Cilium v1.19's native Gateway API uses a shared Envoy daemonset and does not support dedicated proxies per tenant. To achieve per-tenant isolation with resource limits, we deploy Envoy Gateway alongside Cilium.
| Layer | Component | Role |
|---|---|---|
| DNS / CDN | Cloudflare | DDoS protection, CDN, optional TLS termination |
| L3 Firewall | loadBalancerSourceRanges |
Blocks unauthorized IPs at the cloud LB level |
| L7 Ingress | Envoy Gateway | Dedicated Envoy proxy per tenant: TLS termination, HTTP routing, IP filtering by real client IP |
| L3/L4 Security | Cilium | Network policies between Envoy pods and backend pods |
Traffic Flow:
Client → Cloudflare (optional) → OVH LB (L3 filter) → Node (SNAT) → Envoy Proxy (L7 filter) → Cilium → Backend Pod
Namespace Layout:
envoy-gateway-system— Envoy Gateway controller + all dedicated Envoy proxy podsvishanti-<tenant>— Backend application pods (created via UI)
Client (1.2.3.4)
│ HTTPS to Cloudflare edge (104.21.x.x)
▼
Cloudflare Edge
│ Adds: X-Forwarded-For: 1.2.3.4
│ Adds: CF-Connecting-IP: 1.2.3.4
│ Opens new connection to your server (46.105.x.x)
▼
OVH LB — loadBalancerSourceRanges CHECK
│ Source IP is Cloudflare (e.g., 173.245.48.5) → ALLOWED ✅
▼
Kubernetes Node — SNAT
│ Cloudflare IP → 10.168.0.60 (node's own internal IP)
▼
Envoy Pod
│ Sees source: 10.168.0.60 → in trustedCIDRs → reads XFF header
│ Extracts real client IP: 1.2.3.4
│ SecurityPolicy: Is 1.2.3.4 in clientCIDRs? → YES ✅ → 200 OK
Security layers active: Cloudflare WAF → L3 firewall → L7 SecurityPolicy (real IP enforced)
Client (1.2.3.4)
│ HTTPS directly to server IP (46.105.x.x)
│ DNS resolves to your actual IP (not Cloudflare)
▼
OVH LB — loadBalancerSourceRanges CHECK
│ Source IP is 1.2.3.4 → must be in the L3 whitelist → ALLOWED ✅
▼
Kubernetes Node — SNAT
│ Client IP (1.2.3.4) → 10.168.0.60 (node's own internal IP)
│ Real client IP is LOST here (no Cloudflare to preserve it via XFF)
▼
Envoy Pod
│ Sees source: 10.168.0.60 → in trustedCIDRs → looks for XFF → none found
│ Falls back to: client IP = 10.168.0.60
│ SecurityPolicy: Is 10.168.0.60 in 10.168.0.0/16? → YES ✅ → 200 OK
Security layers active: L3 firewall only (L7 sees node IP due to SNAT — node subnet is allowed by design)
Why is this safe?
10.168.0.0/16is a private range unreachable from the internet. Any packet that arrives via SNAT has already been pre-screened byloadBalancerSourceRanges. The SecurityPolicy node-subnet entry simply acknowledges what L3 already approved.
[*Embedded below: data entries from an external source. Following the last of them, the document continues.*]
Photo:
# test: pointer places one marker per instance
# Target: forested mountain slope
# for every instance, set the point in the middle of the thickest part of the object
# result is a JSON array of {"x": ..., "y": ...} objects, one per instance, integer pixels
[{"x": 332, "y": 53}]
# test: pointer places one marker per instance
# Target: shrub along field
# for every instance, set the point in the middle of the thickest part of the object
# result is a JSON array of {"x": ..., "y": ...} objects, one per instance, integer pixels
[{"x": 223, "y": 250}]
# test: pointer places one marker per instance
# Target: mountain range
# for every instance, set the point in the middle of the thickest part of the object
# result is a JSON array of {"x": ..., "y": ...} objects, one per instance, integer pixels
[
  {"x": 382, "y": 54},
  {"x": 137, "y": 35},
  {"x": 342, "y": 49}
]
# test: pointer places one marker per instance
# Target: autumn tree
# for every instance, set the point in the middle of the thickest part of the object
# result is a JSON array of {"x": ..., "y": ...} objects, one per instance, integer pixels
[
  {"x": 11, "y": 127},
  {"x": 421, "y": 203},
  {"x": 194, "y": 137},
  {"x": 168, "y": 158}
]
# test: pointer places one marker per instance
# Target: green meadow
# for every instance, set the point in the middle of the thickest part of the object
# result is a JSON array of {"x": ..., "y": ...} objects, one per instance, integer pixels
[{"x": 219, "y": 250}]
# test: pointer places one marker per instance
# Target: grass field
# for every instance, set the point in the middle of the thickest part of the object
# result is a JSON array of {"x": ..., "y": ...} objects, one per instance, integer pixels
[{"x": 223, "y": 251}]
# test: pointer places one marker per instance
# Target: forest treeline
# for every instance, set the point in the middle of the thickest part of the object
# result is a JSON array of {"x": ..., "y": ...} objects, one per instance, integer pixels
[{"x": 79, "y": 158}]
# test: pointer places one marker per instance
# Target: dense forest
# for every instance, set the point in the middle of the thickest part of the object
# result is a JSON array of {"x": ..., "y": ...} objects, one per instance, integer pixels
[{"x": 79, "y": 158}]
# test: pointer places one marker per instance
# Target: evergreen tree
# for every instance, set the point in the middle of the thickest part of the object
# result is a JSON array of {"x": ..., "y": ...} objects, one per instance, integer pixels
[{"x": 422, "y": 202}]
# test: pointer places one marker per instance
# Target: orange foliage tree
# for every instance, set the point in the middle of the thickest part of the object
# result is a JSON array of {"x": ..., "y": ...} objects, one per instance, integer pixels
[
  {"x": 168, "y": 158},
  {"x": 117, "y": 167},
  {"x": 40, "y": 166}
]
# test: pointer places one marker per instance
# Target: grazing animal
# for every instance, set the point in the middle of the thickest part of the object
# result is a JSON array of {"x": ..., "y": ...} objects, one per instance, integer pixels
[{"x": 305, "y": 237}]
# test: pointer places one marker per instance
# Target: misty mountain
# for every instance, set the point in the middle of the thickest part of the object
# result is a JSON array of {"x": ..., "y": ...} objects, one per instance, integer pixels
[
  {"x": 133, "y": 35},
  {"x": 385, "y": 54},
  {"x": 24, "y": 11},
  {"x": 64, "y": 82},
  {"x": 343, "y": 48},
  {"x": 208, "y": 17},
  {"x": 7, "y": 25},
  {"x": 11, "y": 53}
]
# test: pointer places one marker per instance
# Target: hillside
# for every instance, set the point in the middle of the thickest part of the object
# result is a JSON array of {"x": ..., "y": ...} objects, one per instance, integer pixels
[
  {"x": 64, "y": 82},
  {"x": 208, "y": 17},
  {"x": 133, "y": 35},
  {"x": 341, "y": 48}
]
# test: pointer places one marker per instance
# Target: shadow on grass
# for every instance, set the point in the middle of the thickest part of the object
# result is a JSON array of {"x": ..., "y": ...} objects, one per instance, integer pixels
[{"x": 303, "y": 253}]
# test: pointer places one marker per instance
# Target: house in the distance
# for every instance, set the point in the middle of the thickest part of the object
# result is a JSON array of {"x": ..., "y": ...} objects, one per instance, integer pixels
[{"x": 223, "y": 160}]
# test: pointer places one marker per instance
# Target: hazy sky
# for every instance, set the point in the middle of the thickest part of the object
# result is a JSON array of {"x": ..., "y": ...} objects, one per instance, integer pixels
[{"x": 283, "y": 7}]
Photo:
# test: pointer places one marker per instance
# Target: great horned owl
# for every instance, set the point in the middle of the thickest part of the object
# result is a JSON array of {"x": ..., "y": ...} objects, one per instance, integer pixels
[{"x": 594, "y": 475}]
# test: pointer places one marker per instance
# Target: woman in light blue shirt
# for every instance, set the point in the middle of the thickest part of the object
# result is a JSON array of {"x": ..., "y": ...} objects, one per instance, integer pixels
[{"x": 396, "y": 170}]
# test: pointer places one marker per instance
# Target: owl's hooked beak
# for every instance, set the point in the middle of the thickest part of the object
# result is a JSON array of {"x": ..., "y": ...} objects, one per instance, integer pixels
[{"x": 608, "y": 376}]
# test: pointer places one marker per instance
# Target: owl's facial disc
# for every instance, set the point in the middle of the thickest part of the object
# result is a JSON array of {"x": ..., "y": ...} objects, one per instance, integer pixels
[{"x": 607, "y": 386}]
Identical flow to Scenario A. The only difference is the TLS connection between Cloudflare and your server:
| Scenario A (LE) | Scenario C (Origin Cert) | |
|---|---|---|
| Client → Cloudflare TLS | Cloudflare's own cert | Cloudflare's own cert |
| Cloudflare → Your Server TLS | Let's Encrypt cert (publicly trusted) | Cloudflare Origin cert (only CF trusts it) |
| Bypass protection | L3 only | TLS handshake fails if attacker bypasses CF |
Origin certificates add defense-in-depth: even if someone discovers your server's real IP and bypasses Cloudflare, their TLS handshake fails because the Origin cert is not trusted by any browser or curl.
Each tenant's config is stored in tenants/<tenant-short>/ (e.g., tenants/lbpolicy3/).
tenants/
├── lbpolicy3/
│ ├── envoy-gateway-tenant.yaml # Core infra: EnvoyProxy, GatewayClass, Gateway, HTTPRoute
│ ├── client-ip-whitelist.yaml # L7 filtering: ClientTrafficPolicy + SecurityPolicy
│ ├── envoy-gateway-policies.yaml # Cilium: Envoy pod network policies
│ └── update-default-isolation.yaml # Cilium: Backend pod ingress from Envoy
Contains 4 resources applied to the cluster:
kind: EnvoyProxy
spec:
provider:
kubernetes:
envoyDeployment:
replicas: 2 # Two Envoy pods for HA
container:
resources: # Per-tenant CPU/memory limits
envoyService:
externalTrafficPolicy: Cluster # MUST be Cluster for multi-node compatibility
loadBalancerSourceRanges: # L3 FIREWALL — OVH LB drops everything else
- 173.245.48.0/20 # Cloudflare IPs (always included)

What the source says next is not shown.